Eglises d'Asie

Avec la dissolution du ministère des Minorités, les chrétiens craignent plus que jamais pour leur sécurité

Publié le 04/07/2011




Quelques mois à peine après l’assassinat de Shabhaz Bhatti (1), le ministère fédéral pour les Minorités religieuses vient d’être dissous par Islamabad, ravivant les craintes des chrétiens qui voient disparaître ce que certains considéraient comme leur dernier rempart contre la montée de l’islamisme au Pakistan.

Aujourd’hui 1er juillet est entré en vigueur le 18e amendement à la Constitution, voté par le Parlement puis approuvé par le gouvernement le 28 juin dernier, lequel décentralise, pour les affecter aux provinces, sept fonctions ministérielles, dont le ministère fédéral pour les Minorités religieuses.

L’ensemble des minorités chrétiennes, mais aussi hindoues, sikhs et ahmadis, qui subissent les conséquences de l’islamisation et de la montée de l’extrémisme au Pakistan, ont dénoncé unanimement un « amendement constitutionnel auquel elles n’avaient pris aucune part ».

Akram Masih Gill, qui s’est vu retirer aujourd’hui ses fonctions de ministre des Minorités religieuses, a lui aussi bataillé en vain afin empêcher le vote de ce remaniement constitutionnel. Catholique comme son prédécesseur, il a organisé des débats au Parlement et plus récemment encore de grandes manifestations regroupant les différentes minorités religieuses au Pakistan. La disparition du ministère des Minorités avait déjà failli passer en force il y a quelques mois, mais avait été annulé in extremis peu avant la mort de Shahbaz Bhatti, grâce à l’intervention des Etats-Unis.

Pour les chrétiens, dont l’agence Fides rapporte la consternation, cette mesure, pressentie depuis l’assassinat de Shabhaz Bhatti en mars dernier, « fait disparaître de l’agenda du gouvernement central toutes les préoccupations concernant les droits des minorités ». C’est comme si l’on « assassinait Shabhaz Bhatti une seconde fois », déplore une source locale, ajoutant que « le premier [assassinat] avait consisté en son élimination physique, et le deuxième en l’élimination de son projet et de l’héritage politique en faveur duquel il s’était tant engagé ». Un prêtre de Lahore n’hésite pas quant à lui à prédire : « Pour les fondamentalistes, ce sera un « feu vert » donné à de nouvelles agressions, violences et persécutions contre les chrétiens. »

Malgré la dissolution de son ministère, Akram Gill a tenu aujourd’hui à rassurer les minorités religieuses en déclarant avoir reçu « des garanties du Premier ministre » pour que leur protection soit assurée et que soit réintégrée au sein du tout nouveau mais encore mal défini ministère fédéral pour l’Harmonie interreligieuse et les Droits de l’homme, une partie des fonctions de l’ancien ministère des Minorités.

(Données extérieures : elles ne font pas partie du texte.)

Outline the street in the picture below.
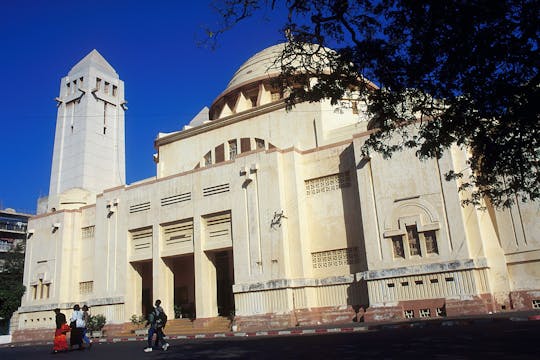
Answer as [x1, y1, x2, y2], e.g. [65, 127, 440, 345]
[0, 321, 540, 360]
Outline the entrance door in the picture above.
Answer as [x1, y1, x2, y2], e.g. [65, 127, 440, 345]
[214, 250, 234, 316]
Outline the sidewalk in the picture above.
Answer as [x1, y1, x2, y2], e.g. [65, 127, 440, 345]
[0, 310, 540, 347]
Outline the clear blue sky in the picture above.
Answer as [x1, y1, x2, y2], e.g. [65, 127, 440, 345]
[0, 0, 283, 213]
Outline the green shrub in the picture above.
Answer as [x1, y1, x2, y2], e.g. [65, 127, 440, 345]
[86, 314, 107, 331]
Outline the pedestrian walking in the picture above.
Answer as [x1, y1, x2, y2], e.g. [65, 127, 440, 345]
[69, 304, 85, 350]
[144, 300, 169, 352]
[82, 305, 92, 350]
[53, 308, 70, 354]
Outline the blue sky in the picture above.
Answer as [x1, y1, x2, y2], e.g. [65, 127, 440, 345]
[0, 0, 283, 213]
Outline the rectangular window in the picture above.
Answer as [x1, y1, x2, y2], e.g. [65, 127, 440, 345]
[81, 225, 96, 239]
[79, 281, 94, 295]
[392, 236, 405, 259]
[204, 151, 212, 166]
[255, 139, 265, 150]
[351, 100, 358, 115]
[240, 138, 251, 153]
[406, 225, 422, 256]
[214, 144, 225, 164]
[424, 231, 439, 254]
[229, 140, 238, 160]
[304, 171, 351, 195]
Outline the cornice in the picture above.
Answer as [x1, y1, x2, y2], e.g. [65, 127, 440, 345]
[154, 100, 285, 149]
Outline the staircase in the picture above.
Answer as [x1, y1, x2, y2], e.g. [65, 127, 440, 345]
[105, 317, 231, 338]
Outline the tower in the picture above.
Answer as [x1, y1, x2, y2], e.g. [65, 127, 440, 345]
[48, 50, 126, 210]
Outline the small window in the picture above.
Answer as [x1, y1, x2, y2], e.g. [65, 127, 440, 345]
[255, 139, 265, 150]
[204, 151, 212, 166]
[392, 236, 405, 259]
[424, 231, 439, 254]
[351, 100, 358, 115]
[436, 307, 446, 316]
[229, 139, 238, 160]
[270, 91, 281, 101]
[406, 225, 422, 256]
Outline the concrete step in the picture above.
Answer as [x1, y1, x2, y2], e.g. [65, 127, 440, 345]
[105, 317, 230, 338]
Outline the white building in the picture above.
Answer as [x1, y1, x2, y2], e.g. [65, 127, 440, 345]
[14, 45, 540, 338]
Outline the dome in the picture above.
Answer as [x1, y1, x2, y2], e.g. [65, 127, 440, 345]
[227, 43, 285, 90]
[209, 43, 332, 121]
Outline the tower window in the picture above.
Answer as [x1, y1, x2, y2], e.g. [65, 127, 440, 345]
[255, 139, 264, 149]
[229, 139, 238, 160]
[204, 151, 212, 166]
[392, 236, 405, 259]
[424, 231, 439, 254]
[406, 226, 422, 256]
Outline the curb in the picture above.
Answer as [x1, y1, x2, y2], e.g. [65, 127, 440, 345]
[0, 314, 540, 348]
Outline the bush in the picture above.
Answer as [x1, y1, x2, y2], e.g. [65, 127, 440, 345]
[86, 314, 107, 331]
[130, 314, 146, 328]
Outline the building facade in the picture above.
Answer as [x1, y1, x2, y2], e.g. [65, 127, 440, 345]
[14, 45, 540, 330]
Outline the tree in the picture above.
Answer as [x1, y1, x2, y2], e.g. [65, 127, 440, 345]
[0, 244, 26, 332]
[209, 0, 540, 206]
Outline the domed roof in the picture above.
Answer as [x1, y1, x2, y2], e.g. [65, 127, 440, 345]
[227, 43, 285, 89]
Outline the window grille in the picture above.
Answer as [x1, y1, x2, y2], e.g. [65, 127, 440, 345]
[79, 281, 94, 295]
[311, 247, 360, 269]
[304, 171, 351, 196]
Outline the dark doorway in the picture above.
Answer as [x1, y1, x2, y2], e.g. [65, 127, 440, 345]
[131, 261, 153, 316]
[214, 250, 234, 316]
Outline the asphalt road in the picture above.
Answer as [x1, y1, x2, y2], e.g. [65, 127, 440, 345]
[0, 321, 540, 360]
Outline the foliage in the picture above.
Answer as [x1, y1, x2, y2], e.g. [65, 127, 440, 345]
[209, 0, 540, 206]
[0, 244, 26, 319]
[130, 314, 146, 328]
[86, 314, 107, 331]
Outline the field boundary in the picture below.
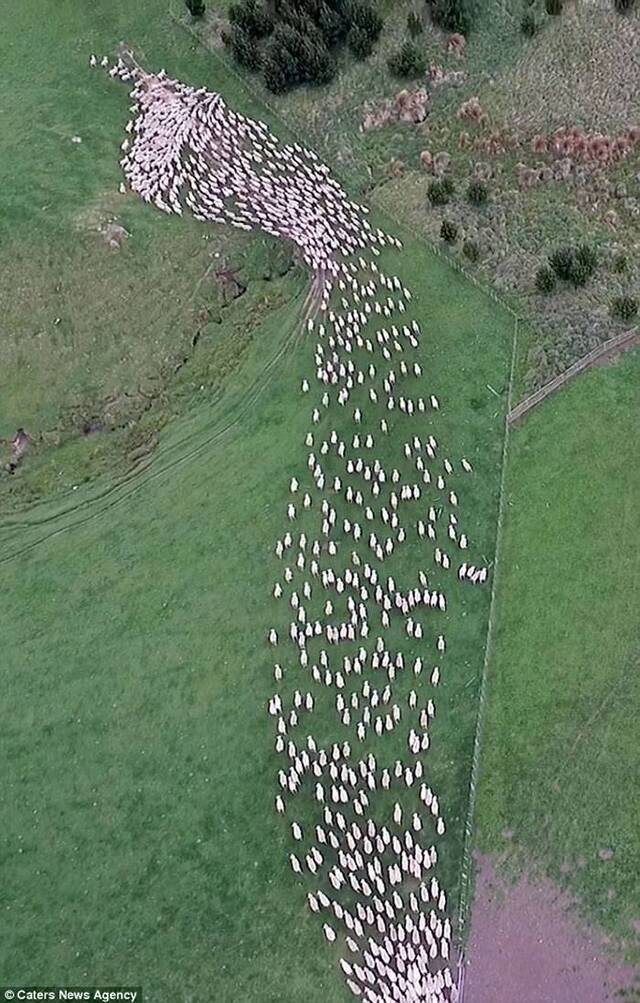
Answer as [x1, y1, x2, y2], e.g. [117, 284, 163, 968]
[507, 328, 640, 425]
[456, 318, 518, 1003]
[169, 0, 531, 351]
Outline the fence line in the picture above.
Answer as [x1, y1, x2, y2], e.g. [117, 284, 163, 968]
[507, 328, 640, 425]
[456, 318, 518, 1003]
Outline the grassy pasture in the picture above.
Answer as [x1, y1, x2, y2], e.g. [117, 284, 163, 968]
[0, 0, 301, 510]
[0, 207, 513, 1003]
[477, 351, 640, 961]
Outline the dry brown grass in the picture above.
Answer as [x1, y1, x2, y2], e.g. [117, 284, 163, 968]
[494, 2, 640, 132]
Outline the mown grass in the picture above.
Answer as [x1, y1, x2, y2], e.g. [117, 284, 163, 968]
[0, 0, 300, 510]
[477, 352, 640, 961]
[0, 201, 512, 1003]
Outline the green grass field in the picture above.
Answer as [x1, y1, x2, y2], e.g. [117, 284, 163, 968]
[0, 0, 638, 1003]
[0, 3, 513, 1003]
[0, 0, 302, 511]
[477, 351, 640, 961]
[0, 213, 512, 1003]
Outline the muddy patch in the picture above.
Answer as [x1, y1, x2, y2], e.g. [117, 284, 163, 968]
[463, 857, 640, 1003]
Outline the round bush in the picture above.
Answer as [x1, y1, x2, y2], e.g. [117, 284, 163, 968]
[611, 296, 638, 323]
[229, 0, 273, 38]
[612, 248, 629, 275]
[536, 265, 556, 295]
[576, 244, 598, 275]
[426, 179, 452, 206]
[223, 24, 262, 70]
[549, 247, 574, 282]
[387, 42, 426, 77]
[431, 0, 474, 35]
[349, 25, 374, 59]
[462, 241, 479, 262]
[406, 10, 424, 38]
[350, 0, 384, 42]
[466, 178, 489, 206]
[440, 220, 457, 244]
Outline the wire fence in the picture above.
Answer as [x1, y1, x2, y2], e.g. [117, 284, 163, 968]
[507, 328, 640, 425]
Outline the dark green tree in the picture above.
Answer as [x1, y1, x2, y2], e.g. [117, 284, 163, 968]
[229, 0, 273, 38]
[406, 10, 424, 38]
[431, 0, 475, 35]
[387, 41, 426, 77]
[611, 295, 638, 323]
[536, 265, 556, 295]
[466, 178, 489, 206]
[348, 25, 375, 59]
[440, 220, 457, 244]
[426, 178, 452, 206]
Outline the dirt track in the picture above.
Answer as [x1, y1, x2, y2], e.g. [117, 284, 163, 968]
[463, 858, 640, 1003]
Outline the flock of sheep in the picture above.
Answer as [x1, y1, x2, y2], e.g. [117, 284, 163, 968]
[99, 57, 488, 1003]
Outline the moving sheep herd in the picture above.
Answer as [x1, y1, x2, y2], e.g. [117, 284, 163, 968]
[90, 54, 488, 1003]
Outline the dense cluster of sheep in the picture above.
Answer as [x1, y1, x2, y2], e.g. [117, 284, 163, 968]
[97, 50, 488, 1003]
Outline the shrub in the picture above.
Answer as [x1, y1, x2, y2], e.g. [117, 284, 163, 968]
[317, 3, 349, 48]
[349, 25, 374, 59]
[576, 244, 598, 275]
[387, 42, 426, 76]
[351, 0, 384, 42]
[611, 296, 638, 322]
[440, 220, 457, 244]
[569, 258, 593, 289]
[223, 0, 383, 93]
[431, 0, 474, 35]
[426, 179, 452, 206]
[466, 178, 489, 206]
[406, 10, 424, 38]
[536, 265, 556, 294]
[263, 47, 295, 94]
[462, 241, 479, 262]
[612, 247, 629, 275]
[229, 0, 273, 38]
[549, 244, 598, 287]
[549, 247, 574, 282]
[223, 25, 262, 70]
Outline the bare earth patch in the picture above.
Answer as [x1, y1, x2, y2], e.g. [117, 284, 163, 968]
[463, 857, 640, 1003]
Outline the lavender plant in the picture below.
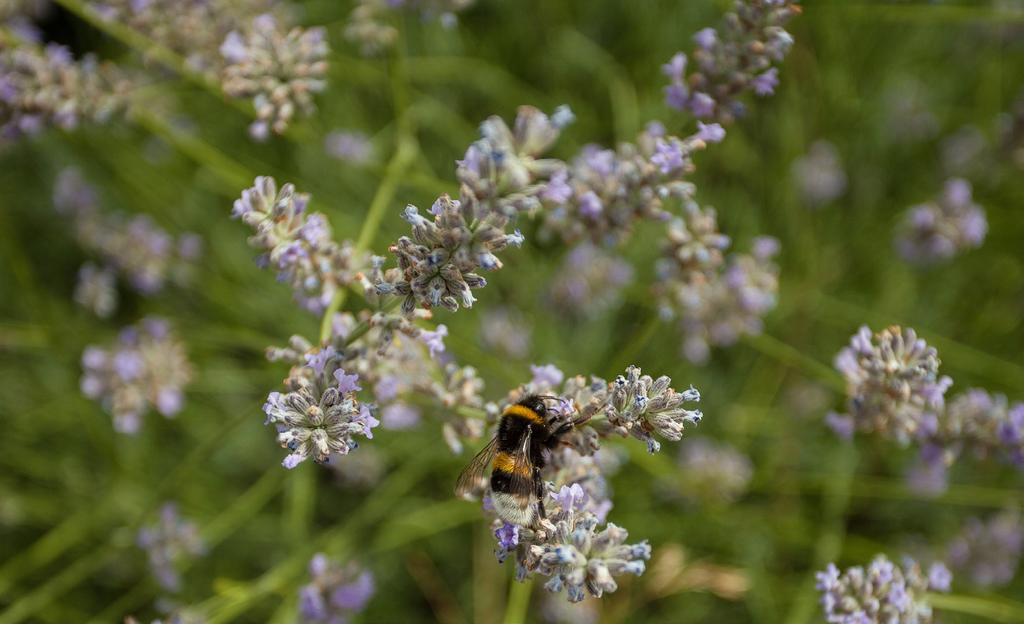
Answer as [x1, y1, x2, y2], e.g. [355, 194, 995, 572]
[53, 168, 202, 305]
[548, 241, 634, 318]
[828, 326, 952, 446]
[220, 13, 329, 140]
[299, 553, 376, 624]
[81, 317, 191, 434]
[654, 198, 778, 363]
[817, 554, 952, 624]
[0, 31, 129, 141]
[896, 178, 988, 264]
[826, 327, 1024, 493]
[946, 510, 1024, 587]
[136, 503, 206, 592]
[231, 176, 367, 314]
[89, 0, 329, 136]
[662, 0, 800, 124]
[484, 366, 701, 602]
[345, 0, 475, 55]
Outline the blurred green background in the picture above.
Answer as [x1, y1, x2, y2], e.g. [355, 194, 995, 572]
[0, 0, 1024, 624]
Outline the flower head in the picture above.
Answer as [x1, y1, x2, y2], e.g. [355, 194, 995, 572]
[299, 553, 376, 624]
[896, 178, 988, 264]
[136, 503, 206, 591]
[220, 14, 329, 139]
[81, 317, 191, 433]
[836, 326, 952, 445]
[817, 554, 950, 624]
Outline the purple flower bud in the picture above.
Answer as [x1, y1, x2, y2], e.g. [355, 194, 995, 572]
[334, 369, 362, 394]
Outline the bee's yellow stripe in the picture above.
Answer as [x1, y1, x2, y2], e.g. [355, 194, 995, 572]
[504, 403, 544, 424]
[494, 451, 531, 476]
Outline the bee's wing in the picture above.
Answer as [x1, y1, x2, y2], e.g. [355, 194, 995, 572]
[510, 427, 535, 496]
[455, 436, 498, 498]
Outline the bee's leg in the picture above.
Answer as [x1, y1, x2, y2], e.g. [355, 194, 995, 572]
[534, 467, 548, 519]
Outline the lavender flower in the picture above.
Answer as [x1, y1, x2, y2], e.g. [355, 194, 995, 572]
[231, 176, 364, 314]
[673, 438, 754, 503]
[299, 553, 377, 624]
[662, 0, 800, 123]
[541, 124, 725, 244]
[75, 262, 118, 319]
[896, 178, 988, 264]
[0, 33, 128, 141]
[53, 168, 202, 297]
[81, 317, 191, 433]
[922, 388, 1024, 468]
[496, 484, 650, 602]
[947, 510, 1024, 587]
[136, 503, 206, 591]
[263, 346, 380, 468]
[817, 554, 950, 624]
[548, 242, 633, 317]
[836, 326, 952, 446]
[655, 199, 778, 363]
[793, 140, 847, 208]
[604, 366, 703, 453]
[221, 14, 329, 139]
[324, 130, 374, 164]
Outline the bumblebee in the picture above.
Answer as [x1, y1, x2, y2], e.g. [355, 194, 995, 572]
[455, 394, 579, 527]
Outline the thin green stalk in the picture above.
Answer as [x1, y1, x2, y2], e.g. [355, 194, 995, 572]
[504, 576, 534, 624]
[54, 0, 223, 93]
[742, 334, 846, 392]
[785, 445, 857, 624]
[928, 593, 1024, 623]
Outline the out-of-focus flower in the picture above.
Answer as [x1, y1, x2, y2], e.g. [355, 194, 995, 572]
[541, 123, 725, 245]
[324, 130, 374, 164]
[896, 178, 988, 264]
[655, 199, 778, 363]
[834, 326, 952, 446]
[549, 241, 633, 317]
[672, 438, 754, 503]
[299, 553, 377, 624]
[221, 13, 329, 140]
[947, 510, 1024, 587]
[231, 176, 366, 314]
[662, 0, 800, 124]
[81, 317, 191, 433]
[263, 346, 380, 468]
[496, 484, 650, 602]
[919, 388, 1024, 481]
[345, 0, 475, 55]
[53, 168, 202, 299]
[0, 33, 128, 141]
[89, 0, 274, 72]
[793, 140, 847, 207]
[136, 503, 206, 591]
[817, 554, 951, 624]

Dans le flot des réactions qui ont suivi l’annonce le 29 juin de l’adoption du 18e amendement, Nazir Bhatti, président du Pakistan Christian Congress (PCC), a dénoncé la « manoeuvre prévisible » du gouvernement pour affaiblir davantage les droits des minorités. Soulignant le fait que désormais les chrétiens seraient écartés de toute législation au niveau fédéral, il a soutenu que la seule solution qui leur restaient pour ne pas être à la merci des islamistes était de créer une nouvelle province à majorité chrétienne, au sein du Pendjab, où ils seraient à l’abri des conséquences du 18e amendement.

De son côté, Julius Salik, ancien ministre fédéral et président de la World Minorities Alliance, une ONG de défense des droits de l’homme, a rappelé que « la présence des chrétiens au niveau fédéral était cruciale, car ils devaient faire face à la discrimination, l’injustice et la persécution, de façon permanente (…) et que ces problèmes ne pouvaient se résoudre qu’au niveau national et non pas provincial ».

Une vision des choses à laquelle ont souscrit tous les responsables des minorités religieuses, qui ont dénoncé le fait que les dynasties politiques locales, déjà très puissantes, pourront désormais nommer responsables des minorités des personnes qui leur seraient inféodées et empêcher de venir au jour bon nombre d’affaires liées aux lois anti-blasphèmes (2) et aux règlements de compte entre communautés (3).